The big question regarding the Saudi succession hangs over whether, and how, the kingship will ever be transferred from the numerous ageing brothers and half-brothers who stand in line after Crown Prince Sultan, to the "next generation" of princes - some of the more senior of whom are already nearing 70 years old.Nothing has really changed since then. The United States supports the Saudi monarchy because, contrary to what would be expected from a democracy, the Saudi monarchy does not use oil fields to fund what George Bush described as "terrorist ambitions". Specifically, Saudi Arabia's greater oil revenues, greater resources per-capita and closer distance to Israel would make a democratic Saudi Arabia far more of an existential threat to Israel than a democratic Iran is.
Earlier this year, King Abdullah named his 76-year-old half-brother Naif ibn Abdul-Aziz as "second deputy prime minister", a position that places him a likely - but not certain - second in line to throne after Sultan.
When King Abdul-Aziz ibn Saud, the founder of the modern Saudi state, died in 1953, he left some 37 sons from his 22 wives. Various of these sons have ruled the kingdom in turn since then.
Many of Abdul-Aziz's sons had a dozen or more sons of their own. Saudi Arabia has no system of "primogeniture" (first-son succession.) Thus, there are hundreds of possible eventual claimants to the throne. Indeed, the youngest of Abdul-Aziz's sons, Prince Muqrin, is, at 64, some years younger than several of the next-generation princes who now hope to become king.
We see what the Americans get out of the relationship.

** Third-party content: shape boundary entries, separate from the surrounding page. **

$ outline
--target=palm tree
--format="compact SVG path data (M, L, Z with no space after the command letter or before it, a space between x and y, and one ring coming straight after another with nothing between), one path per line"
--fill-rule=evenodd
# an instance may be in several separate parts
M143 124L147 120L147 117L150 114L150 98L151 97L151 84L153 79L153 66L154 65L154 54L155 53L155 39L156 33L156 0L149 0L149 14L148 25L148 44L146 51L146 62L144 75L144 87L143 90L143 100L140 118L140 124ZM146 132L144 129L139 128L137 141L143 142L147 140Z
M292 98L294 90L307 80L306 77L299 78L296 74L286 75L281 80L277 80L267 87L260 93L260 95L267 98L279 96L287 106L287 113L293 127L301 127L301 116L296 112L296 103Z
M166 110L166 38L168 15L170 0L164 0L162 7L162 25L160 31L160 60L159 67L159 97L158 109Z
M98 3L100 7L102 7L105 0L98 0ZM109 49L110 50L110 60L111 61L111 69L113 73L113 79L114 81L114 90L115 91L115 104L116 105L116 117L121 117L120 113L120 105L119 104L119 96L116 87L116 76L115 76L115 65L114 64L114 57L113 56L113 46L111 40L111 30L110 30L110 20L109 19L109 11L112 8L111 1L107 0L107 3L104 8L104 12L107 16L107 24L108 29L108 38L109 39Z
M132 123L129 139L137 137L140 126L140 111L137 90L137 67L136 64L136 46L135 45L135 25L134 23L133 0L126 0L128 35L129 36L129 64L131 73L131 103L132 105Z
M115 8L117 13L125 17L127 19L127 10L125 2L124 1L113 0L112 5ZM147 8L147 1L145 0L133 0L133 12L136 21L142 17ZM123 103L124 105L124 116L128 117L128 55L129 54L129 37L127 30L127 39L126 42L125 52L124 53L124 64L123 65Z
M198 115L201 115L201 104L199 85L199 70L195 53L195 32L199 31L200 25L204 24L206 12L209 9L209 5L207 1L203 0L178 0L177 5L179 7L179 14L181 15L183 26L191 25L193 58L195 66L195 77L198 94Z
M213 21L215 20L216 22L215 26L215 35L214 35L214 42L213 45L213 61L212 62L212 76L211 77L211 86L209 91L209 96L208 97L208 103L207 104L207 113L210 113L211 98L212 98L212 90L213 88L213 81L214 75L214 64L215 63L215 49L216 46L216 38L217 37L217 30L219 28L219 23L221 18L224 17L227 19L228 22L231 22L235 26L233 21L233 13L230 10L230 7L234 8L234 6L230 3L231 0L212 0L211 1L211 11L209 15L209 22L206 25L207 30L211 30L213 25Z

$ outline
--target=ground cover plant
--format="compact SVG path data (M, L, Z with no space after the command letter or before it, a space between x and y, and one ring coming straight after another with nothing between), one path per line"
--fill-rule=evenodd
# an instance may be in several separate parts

Here is a recollection of Ray Close, one time CIA station chief in Saudi Arabia:
I recall when Prince Fahd bin Abdal Aziz called me to a meeting very late one evening in the early days of the 1973 war and asked me to send an urgent personal message from him to Richard Nixon informing the president that he had felt obliged to contribute a brigade of Saudi troops to the Golan front to support the Syrian offensive there, but that he had personally instructed the commander of the unit not to fire a single shot. That, Fahd told me with considerable emotion and obvious sincerity, was his solemn promise to his American friend.What do the Saudis get out of the relationship? Why was it so important to Saudi Arabia's puppet king that the US president not be angered by this pathetic Saudi gesture? And why would the Saudis make the effort of sending fake troops to Syria to hide their relationship with the United States?

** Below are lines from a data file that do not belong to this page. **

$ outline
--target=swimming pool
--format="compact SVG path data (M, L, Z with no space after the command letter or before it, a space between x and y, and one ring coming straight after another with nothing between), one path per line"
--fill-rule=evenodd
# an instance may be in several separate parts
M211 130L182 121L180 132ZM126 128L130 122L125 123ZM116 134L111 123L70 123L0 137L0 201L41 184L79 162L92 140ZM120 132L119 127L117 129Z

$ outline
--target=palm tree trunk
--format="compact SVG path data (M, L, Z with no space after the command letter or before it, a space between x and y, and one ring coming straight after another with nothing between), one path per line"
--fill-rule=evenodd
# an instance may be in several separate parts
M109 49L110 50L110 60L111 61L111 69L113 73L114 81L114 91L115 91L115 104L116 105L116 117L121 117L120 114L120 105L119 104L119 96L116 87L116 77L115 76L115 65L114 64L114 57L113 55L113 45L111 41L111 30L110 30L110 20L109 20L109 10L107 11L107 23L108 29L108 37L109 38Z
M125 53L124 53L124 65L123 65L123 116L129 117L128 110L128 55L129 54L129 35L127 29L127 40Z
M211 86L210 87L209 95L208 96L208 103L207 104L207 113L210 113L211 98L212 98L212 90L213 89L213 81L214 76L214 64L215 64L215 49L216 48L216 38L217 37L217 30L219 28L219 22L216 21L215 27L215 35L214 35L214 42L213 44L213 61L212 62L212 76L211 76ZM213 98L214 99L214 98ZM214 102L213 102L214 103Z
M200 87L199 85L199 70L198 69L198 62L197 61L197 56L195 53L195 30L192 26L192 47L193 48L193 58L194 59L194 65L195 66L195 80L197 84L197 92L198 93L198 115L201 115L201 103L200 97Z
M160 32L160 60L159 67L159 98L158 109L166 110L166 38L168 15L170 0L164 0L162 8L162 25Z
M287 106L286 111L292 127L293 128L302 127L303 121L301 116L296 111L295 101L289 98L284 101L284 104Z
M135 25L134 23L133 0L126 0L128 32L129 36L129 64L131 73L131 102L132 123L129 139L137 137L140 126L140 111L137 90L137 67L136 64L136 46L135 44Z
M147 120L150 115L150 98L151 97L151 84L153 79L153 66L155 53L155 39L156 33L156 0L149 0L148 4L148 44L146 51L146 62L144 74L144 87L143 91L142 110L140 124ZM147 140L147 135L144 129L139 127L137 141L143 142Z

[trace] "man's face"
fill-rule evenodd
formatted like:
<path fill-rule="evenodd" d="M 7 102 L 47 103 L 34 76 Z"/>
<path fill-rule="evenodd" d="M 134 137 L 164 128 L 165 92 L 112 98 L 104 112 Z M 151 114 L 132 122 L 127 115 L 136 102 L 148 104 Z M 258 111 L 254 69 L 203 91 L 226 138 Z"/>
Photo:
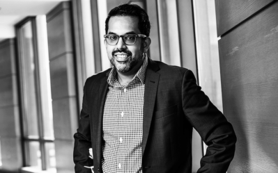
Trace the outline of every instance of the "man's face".
<path fill-rule="evenodd" d="M 134 17 L 111 17 L 108 26 L 108 34 L 122 35 L 141 33 L 138 28 L 138 19 Z M 144 52 L 141 43 L 141 38 L 137 38 L 133 45 L 126 45 L 122 38 L 119 38 L 117 44 L 114 46 L 105 42 L 108 58 L 118 72 L 127 73 L 141 65 Z"/>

I think there are two primary factors. The first is that in the modern era, weird family dictatorships live on borrowed time. The United States has publicly allocated $75 million per year to overthrow Iran's elected government. Far less than one percent of that would be enough to push the corrupt and effete Saudi dictatorship out of its palaces. Would the alternative be better for Israel? Quite possibly not, but maybe the US could scrounge up an Abbas or Mubarak somewhere in Saudi Arabia - either way it would be the end of King Abdullah's shopping trips to Paris and skiing trips to Colorado, and the threat of that far overwhelms any calculation of national interests or values on the part of the Saudi monarchy.

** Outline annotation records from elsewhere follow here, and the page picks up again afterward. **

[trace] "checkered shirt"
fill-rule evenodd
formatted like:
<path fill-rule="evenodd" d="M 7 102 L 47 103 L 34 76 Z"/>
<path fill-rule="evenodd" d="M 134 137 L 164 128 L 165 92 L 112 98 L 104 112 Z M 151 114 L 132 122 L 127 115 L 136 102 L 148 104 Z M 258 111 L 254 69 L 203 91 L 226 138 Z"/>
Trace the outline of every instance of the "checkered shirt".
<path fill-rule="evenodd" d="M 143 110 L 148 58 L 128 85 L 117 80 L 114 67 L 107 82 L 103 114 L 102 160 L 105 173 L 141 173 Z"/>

The second factor is that monarchy inherently leads to a sycophantic outlook on the world. The British decorated his father with the title of king with the understanding that he would be pliant to imperial desires and he has been bred all of his life to seek approval from a foreign ruler - Great Britain as a source of approval has transferred seamlessly to the United States. A person not raised to understand this relationship would be nauseated to see it up close, but Abdul Aziz in 1932 offered up himself and his family almost as a harem of prostitutes for British and later American control in exchange for British assistance in gaining control of a kingdom.
I sometimes see analysts try to back-apply some strategic rationale for Saudi policy. There is none. Saudi policy is as different from what a democratic Saudi Arabia would pursue as the Shah's policy was different from what the Islamic Republic of Iran pursues. In practical terms, the Saudi monarch does whatever the United States tells him to do, though he's learned to distract attention from that relationship with independent-seeming symbolic gestures.
US leverage over Saudi Arabia is really just a quirk of the colonial system left over by the British and maintained despite the fact that the US is not an instinctively colonial nation because of the threat that an independent Saudi Arabia would pose to Israel.